Good idea, that would be more compact, yes.
- Arnaldo
On 2015/7/7 20:33, Namhyung Kim wrote:
> Hi,
>
> On Tue, Jul 7, 2015 at 12:38 PM, Wang Nan <[email protected]> wrote:
>> This patch allows passing perf's own PID to '--filter' by using
>> '$PERFPID'. This should be useful when system-widely capturing
>> tracepoints events.
>>
>> Before this patch, when doing something like:
>>
>> # perf record -a -e syscalls:sys_enter_write <cmd>
>>
>> One could easily get result like this:
>>
>> # perf report --stdio
>> ...
>> # Overhead Command Shared Object Symbol
>> # ........ ....... .................. ....................
>> #
>> 99.99% perf libpthread-2.18.so [.] __write_nocancel
>> 0.01% ls libc-2.18.so [.] write
>> 0.01% sshd libc-2.18.so [.] write
>> ...
>>
>> Where most events are generated by perf itself.
>>
>> A shell trick can be done to filter perf itself out:
>>
>> # cat << EOF > ./tmp
>> > #!/bin/sh
>> > exec perf record -e ... --filter="common_pid != \$\$" -a sleep 10
>> > EOF
>> # chmod a+x ./tmp
>> # ./tmp
>>
>> However, doing so is user unfriendly.
>>
>> This patch introduces '$PERFPID' placeholder to perf's filter. Now
>> user is allowed to do the above work with:
>>
>> # perf record -e ... --filter='common_pid != $PERFPID' -a sleep 10
> Instead, what about adding an option to do the same thing, like
> --exclude-perf or something?
I thought this idea. Please see one of my previous email:
http://lkml.kernel.org/r/[email protected]
This patch gives user full control of their filters.
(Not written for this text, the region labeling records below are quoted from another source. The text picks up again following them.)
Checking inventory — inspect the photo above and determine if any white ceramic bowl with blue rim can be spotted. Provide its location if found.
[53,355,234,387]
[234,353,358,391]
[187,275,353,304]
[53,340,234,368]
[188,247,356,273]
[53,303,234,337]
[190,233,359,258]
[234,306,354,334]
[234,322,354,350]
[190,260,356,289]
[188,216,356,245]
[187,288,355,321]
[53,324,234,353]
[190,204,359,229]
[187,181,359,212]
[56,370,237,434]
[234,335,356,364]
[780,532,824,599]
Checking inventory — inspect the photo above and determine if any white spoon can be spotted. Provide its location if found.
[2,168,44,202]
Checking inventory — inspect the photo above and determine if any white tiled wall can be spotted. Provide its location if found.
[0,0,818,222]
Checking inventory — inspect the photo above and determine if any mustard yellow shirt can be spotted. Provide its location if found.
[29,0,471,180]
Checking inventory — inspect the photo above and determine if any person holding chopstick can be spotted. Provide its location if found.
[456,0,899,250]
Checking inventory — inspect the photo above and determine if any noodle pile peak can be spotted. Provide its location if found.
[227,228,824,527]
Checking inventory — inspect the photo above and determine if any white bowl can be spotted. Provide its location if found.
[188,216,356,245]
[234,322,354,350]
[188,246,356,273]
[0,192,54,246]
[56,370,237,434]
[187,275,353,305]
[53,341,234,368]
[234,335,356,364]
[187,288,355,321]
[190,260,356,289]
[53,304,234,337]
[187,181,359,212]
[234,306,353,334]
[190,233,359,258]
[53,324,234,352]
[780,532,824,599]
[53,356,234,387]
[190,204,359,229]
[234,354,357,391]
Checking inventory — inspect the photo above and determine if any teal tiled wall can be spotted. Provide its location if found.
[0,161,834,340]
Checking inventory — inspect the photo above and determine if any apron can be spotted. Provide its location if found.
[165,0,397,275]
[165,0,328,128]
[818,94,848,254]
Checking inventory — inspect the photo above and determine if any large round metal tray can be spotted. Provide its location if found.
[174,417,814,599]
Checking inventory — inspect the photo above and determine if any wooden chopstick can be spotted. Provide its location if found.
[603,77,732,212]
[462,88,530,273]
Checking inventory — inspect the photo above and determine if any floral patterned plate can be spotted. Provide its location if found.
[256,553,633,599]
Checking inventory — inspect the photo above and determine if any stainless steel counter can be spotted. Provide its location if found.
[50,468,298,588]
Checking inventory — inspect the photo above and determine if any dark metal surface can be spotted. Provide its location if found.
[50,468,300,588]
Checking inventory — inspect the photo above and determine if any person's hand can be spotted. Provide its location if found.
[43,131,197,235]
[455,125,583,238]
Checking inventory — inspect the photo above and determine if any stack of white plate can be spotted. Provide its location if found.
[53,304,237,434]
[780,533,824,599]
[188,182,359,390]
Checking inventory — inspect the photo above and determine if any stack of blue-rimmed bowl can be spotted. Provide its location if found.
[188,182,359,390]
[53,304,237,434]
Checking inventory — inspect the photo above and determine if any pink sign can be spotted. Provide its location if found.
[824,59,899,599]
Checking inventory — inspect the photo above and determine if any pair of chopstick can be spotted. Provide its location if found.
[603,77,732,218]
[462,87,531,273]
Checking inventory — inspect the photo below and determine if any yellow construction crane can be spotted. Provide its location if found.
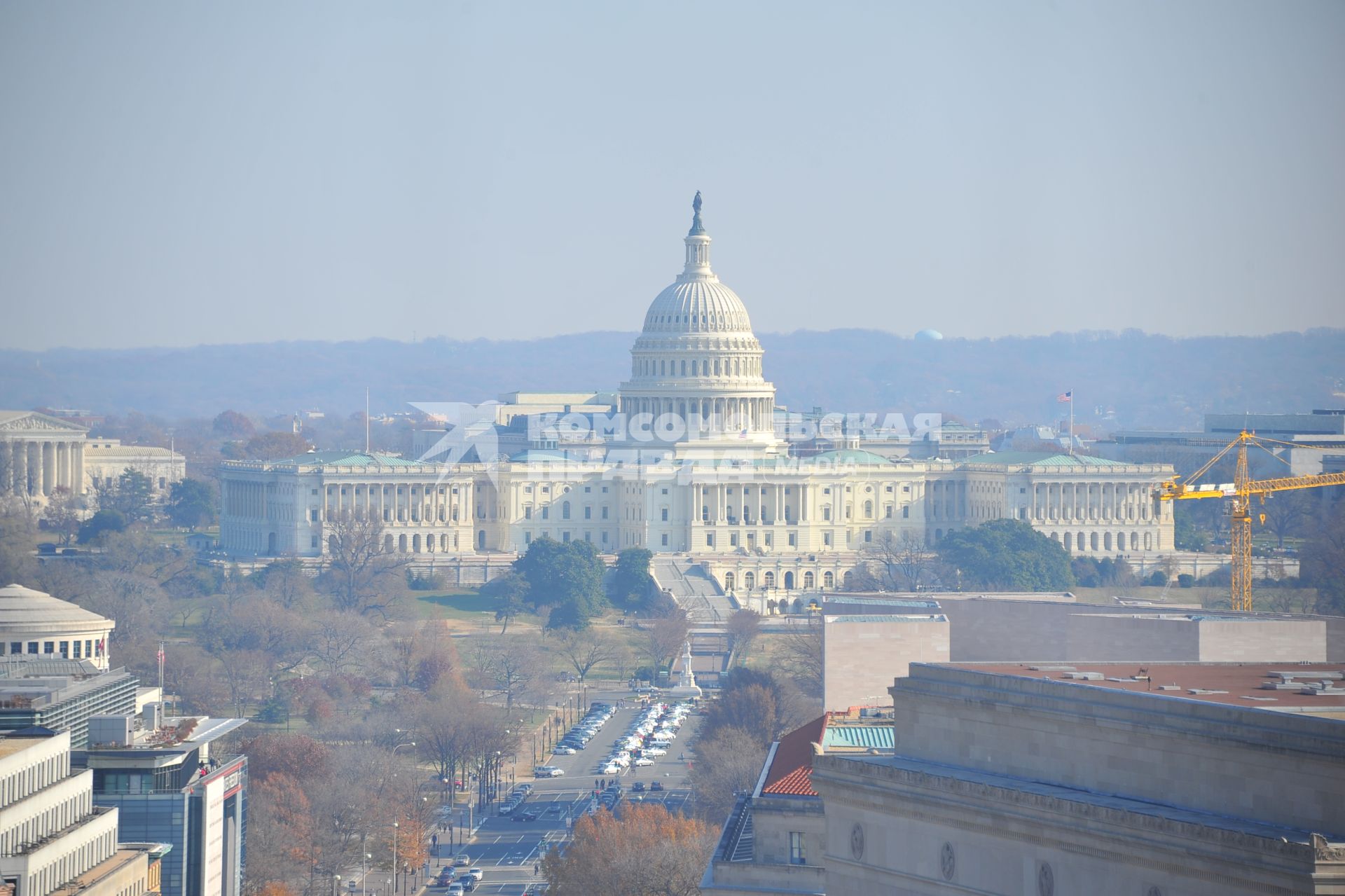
[1154,431,1345,611]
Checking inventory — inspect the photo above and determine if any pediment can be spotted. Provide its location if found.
[0,411,89,436]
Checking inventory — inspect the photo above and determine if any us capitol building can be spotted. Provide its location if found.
[219,194,1173,591]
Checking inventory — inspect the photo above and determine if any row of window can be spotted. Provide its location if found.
[724,569,834,591]
[524,497,610,519]
[635,354,761,377]
[0,639,104,659]
[0,753,70,807]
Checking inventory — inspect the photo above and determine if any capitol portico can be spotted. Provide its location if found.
[219,195,1173,591]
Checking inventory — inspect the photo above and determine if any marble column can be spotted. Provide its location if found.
[39,441,57,495]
They can create
filters like 'common_pid == $PERFPID' to profile perf itself, or use it
in some complex expressions.
But if most of you like adding new option, I can post a v3 with
'--exclude-perf' added. Yes, the code of it can be much simpler than
this patch.
> Thanks,
> Namhyung
>
>
>> This patch adds the variable replacement code to perf_evsel__apply_filter(),
>> before PERF_EVENT_IOC_SET_FILTER ioctl, so not only 'perf record', all
>> subcommands which uses filter can utilize $PERFPID.
>>
>> Andi Kleen sent a similar patch at 2014, but wasn't applied, the
>> reason is not clear.
>>
>> Signed-off-by: Wang Nan <[email protected]>
Em Tue, Jul 07, 2015 at 10:19:12PM +0800, Wangnan (F) escreveu:
>
>
> On 2015/7/7 20:33, Namhyung Kim wrote:
> >Hi,
> >
> >On Tue, Jul 7, 2015 at 12:38 PM, Wang Nan <[email protected]> wrote:
> >>This patch allows passing perf's own PID to '--filter' by using
> >>'$PERFPID'. This should be useful when system-widely capturing
> >>tracepoints events.
> >>
> >>Before this patch, when doing something like:
> >>
> >> # perf record -a -e syscalls:sys_enter_write <cmd>
> >>
> >>One could easily get result like this:
> >>
> >> # perf report --stdio
> >> ...
> >> # Overhead Command Shared Object Symbol
> >> # ........ ....... .................. ....................
> >> #
> >> 99.99% perf libpthread-2.18.so [.] __write_nocancel
> >> 0.01% ls libc-2.18.so [.] write
> >> 0.01% sshd libc-2.18.so [.] write
> >> ...
> >>
> >>Where most events are generated by perf itself.
> >>
> >>A shell trick can be done to filter perf itself out:
> >>
> >> # cat << EOF > ./tmp
> >> > #!/bin/sh
> >> > exec perf record -e ... --filter="common_pid != \$\$" -a sleep 10
> >> > EOF
> >> # chmod a+x ./tmp
> >> # ./tmp
> >>
> >>However, doing so is user unfriendly.
> >>
> >>This patch introduces '$PERFPID' placeholder to perf's filter. Now
> >>user is allowed to do the above work with:
> >>
> >> # perf record -e ... --filter='common_pid != $PERFPID' -a sleep 10
> >Instead, what about adding an option to do the same thing, like
> >--exclude-perf or something?
>
> I thought this idea. Please see one of my previous email:
>
> http://lkml.kernel.org/r/[email protected]
>
> This patch gives user full control of their filters. They can create filters
> like 'common_pid == $PERFPID' to profile perf itself, or use it in some
> complex expressions.
>
> But if most of you like adding new option, I can post a v3 with
> '--exclude-perf' added. Yes, the code of it can be much simpler than this
> patch.
One other thing I thought is that the current way to apply --filter is
per tracepoint, i.e. parse_filter() goes on being called as we go on
parsing the command line and then it gets applied to the last --event
parsed, so if we want to apply the same filter to all tracepoints in a
more complex command line, then we must use that expression in each
tracepoint, no?
That provides more flexibility, as does being able to ask for some
specific tracepoint to be recorded only for the perf tool itself, and
for some specific tracepoint at that.
So it seems that for the problem you have at hand, i.e. exclude the perf
tool from all tracepoints in the command line, --exclude-perf seems more
compact, but since you already wrote the other patch to support
$PERF_PID, probably we should apply both?
- Arnaldo